- Born: June 23, 1936 Savona, Italy
- Died: March 13, 2022 (aged 85) Savona, Italy
- Occupation(s): Actor, director
- Years active: 1961–2022

= Mino Bellei =

Italian director and actor (1936–2022)

Mino Bellei (June 26, 1936 – March 13, 2022) was an Italian theatre and film actor and director.

== Career ==

Born in Savona in 1936, he graduated from the Accademia d'Arte Drammatica in 1959, and began as a stage actor in pièce by Pirandello, Molière and Shakespeare; critics counted him among the most promising and outstanding talents of these years. In the 1960s he also devoted himself to theater directing. His comedy "Life is not a film of Doris Day" was a great success.

Only occasionally he took roles in film and television. In 1979 he directed the film Bionda fragola (Strawberry blonde) from his own screenplay. Despite good reviews and financial success, it was his only film as director.
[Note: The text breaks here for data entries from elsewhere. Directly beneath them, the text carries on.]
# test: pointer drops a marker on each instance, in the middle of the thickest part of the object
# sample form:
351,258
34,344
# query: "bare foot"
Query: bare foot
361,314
==Filmography (selection)==
- 1965: The Mandrake, dir. Alberto Lattuada
- 1966: Francesco di Assisi, dir. Liliana Cavani
- 1978: Melodrammore, dir. Maurizio Costanzo
- 1980: Bionda fragola, dir. Mino Bellei
- 1988: Topo Galileo, dir. Francesco Laudadio
- 1989: Un uomo di razza, dir. Bruno Rosia
- 1999: Tea with Mussolini, dir. Franco Zeffirelli
- 2002: Pinocchio, dir. Roberto Benigni

== Theatre (selection) ==
- In the Jungle of Cities, of Bertolt Brecht, dir. Antonio Calenda, Rome, 1968.
- La vita non è un film di Doris Day, dir Mino Bellei, Rome, 1989.